​"Chyba pierwsze może dwa dni człowiek miał złudzenia, na początku. Potem zaczęliśmy myśleć krytycznie, zdawaliśmy sobie sprawę z przewagi, jaką Niemcy mają. Co myśmy mieli? Butelki przeciwko miotaczom płomieni" - mówi RMF FM Stanisław Jan Majewski, powstaniec z batalionu Zaremba-Piorun w Śródmieściu Południowym, w 77. rocznicę wybuchu Powstania Warszawskiego.

REKLAMA

Miałem 12 lat - cóż ode mnie można było w tym czasie wymagać? Byłem dzieckiem, myślałem po dziecinnemu - aby tym Niemcom łupnia dać, aby ta Warszawa była wolna. Byłem łącznikiem, bo cóż ja mogłem innego robić. Warszawę dosyć dobrze znałem, śródmieście... w związku z tym wykorzystano mnie, bym chodził z poleceniami, meldunkami czy rozkazami. Taka była moja rola - mówi Jan Witkowski, pseudonim "Jaś".

Ja mieszkałem w Śródmieściu Warszawy, w tym miejscu, gdzie w tej chwili stoi Pałac Kultury. Po zbombardowaniu domu ojciec mnie zabrał, przeszliśmy na drugą stronę Alei Jerozolimskich, tam wstąpiłem do Batalionu Iwo, to był batalion taki, który był formowany już w czasie Powstania Warszawskiego z chętnych i z tych którzy nie dotarli do swoich oddziałów. Batalion, który w zasadzie uzupełniał inne oddziały. To było pod koniec sierpnia, wstąpiłem jako 12-letni chłopaczek i dostałem przydział do plutonu - opowiada naszemu reporterowi.

Stanisław Jan Majewski opowiadał z kolei o tym, że najbardziej utkwiło mu w pamięci. Chyba jednak najbardziej to uczucie jakie człowiek miał, jak się dowiedział, że jest kapitulacja, wychodzimy i tak dalej... przed nami wychodziła ludność cywilna, patrzyliśmy na to. No i pytanie - po co to wszystko? Niektórzy zadają, przepraszam, głupie pytanie - czy się opłaciło? Jak można tak mówić? 180 tysięcy istnień... i pytać "czy się opłaciło?" Wtedy człowiek myślał innymi kategoriami - mówił Majewski, który miał 15 lat w momencie powstania.

Chyba pierwsze może dwa dni człowiek miał złudzenia, na początku. Potem zaczęliśmy myśleć krytycznie, zdawaliśmy sobie sprawę z przewagi jaką Niemcy mają. Co myśmy mieli? Butelki przeciwko miotaczom płomieni. U mnie w batalionie karabin był niezwiązany z żołnierzem, a ze stanowiskiem. Jak schodziłem ze stanowiska, karabin musiałem zostawić, bo ktoś mnie zmieniał. Tak było na początku, potem się trochę pod tym względem poprawiło - mówił Stanisław Jan Majewski.

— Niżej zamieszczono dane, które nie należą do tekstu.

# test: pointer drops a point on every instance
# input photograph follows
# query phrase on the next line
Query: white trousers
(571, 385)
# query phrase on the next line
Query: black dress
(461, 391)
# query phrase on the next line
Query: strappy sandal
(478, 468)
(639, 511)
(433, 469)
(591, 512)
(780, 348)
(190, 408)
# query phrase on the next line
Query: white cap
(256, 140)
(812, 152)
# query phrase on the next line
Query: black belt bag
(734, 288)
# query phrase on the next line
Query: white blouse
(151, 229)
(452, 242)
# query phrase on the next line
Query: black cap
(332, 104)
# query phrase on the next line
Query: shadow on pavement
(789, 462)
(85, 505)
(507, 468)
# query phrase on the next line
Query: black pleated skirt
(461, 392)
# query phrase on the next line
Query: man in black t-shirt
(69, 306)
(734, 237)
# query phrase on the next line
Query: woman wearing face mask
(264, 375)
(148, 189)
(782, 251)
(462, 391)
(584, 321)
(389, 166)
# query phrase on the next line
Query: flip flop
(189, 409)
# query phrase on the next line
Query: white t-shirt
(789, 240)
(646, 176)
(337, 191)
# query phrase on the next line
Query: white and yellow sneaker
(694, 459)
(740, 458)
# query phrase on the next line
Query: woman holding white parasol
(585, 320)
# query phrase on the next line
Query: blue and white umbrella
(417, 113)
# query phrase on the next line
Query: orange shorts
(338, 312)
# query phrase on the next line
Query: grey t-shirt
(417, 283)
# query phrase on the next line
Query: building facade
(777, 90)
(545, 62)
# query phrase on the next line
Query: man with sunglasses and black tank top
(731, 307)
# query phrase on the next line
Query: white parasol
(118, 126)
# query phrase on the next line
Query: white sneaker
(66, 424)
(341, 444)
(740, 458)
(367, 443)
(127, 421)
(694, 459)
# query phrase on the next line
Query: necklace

Michalina Nastkiewicz-Kuc, pseudonim "Krystyna", opowiada, że pamięta "głód i chłód". Sierotą byłam od 9 lat, więc dla mnie grupa, w której byłam na Starym Mieście, to rodzina. Teraz jestem w klubie powstańców - to też moja wielka rodzina - mówi.

Największa akcja zbrojna w okupowanej przez Niemców Europie

Powstanie Warszawskie było największą akcją zbrojną podziemia w okupowanej przez Niemców Europie. 1 sierpnia 1944 r. do walki w stolicy przystąpiło 40-50 tys. powstańców. Planowane na kilka dni trwało ponad dwa miesiące. W czasie walk w Warszawie zginęło ok. 18 tys. powstańców, a 25 tys. zostało rannych. Straty wśród ludności cywilnej były ogromne i wynosiły ok. 180 tys. zabitych. Pozostałych przy życiu mieszkańców Warszawy, ok. 500 tys., wypędzono z miasta, które po powstaniu zostało niemal całkowicie spalone i zburzone.

W dniu 77. rocznicy wybuchu Powstania Warszawskiego RMF FM razem z harcerzami ZHP rozstawia znicze przy każdej z tablic, które upamiętniają zryw powstańczy. Przypominamy poświęcenie bohaterów i tragiczne epizody Powstania Warszawskiego.

W Warszawie jest obecnie około 160 charakterystycznych tablic zaprojektowanych przez rzeźbiarza Karola Tchorka. Jego projekt wygrał konkurs ogłoszony w 1948 roku przez Stowarzyszenie Architektów Polskich.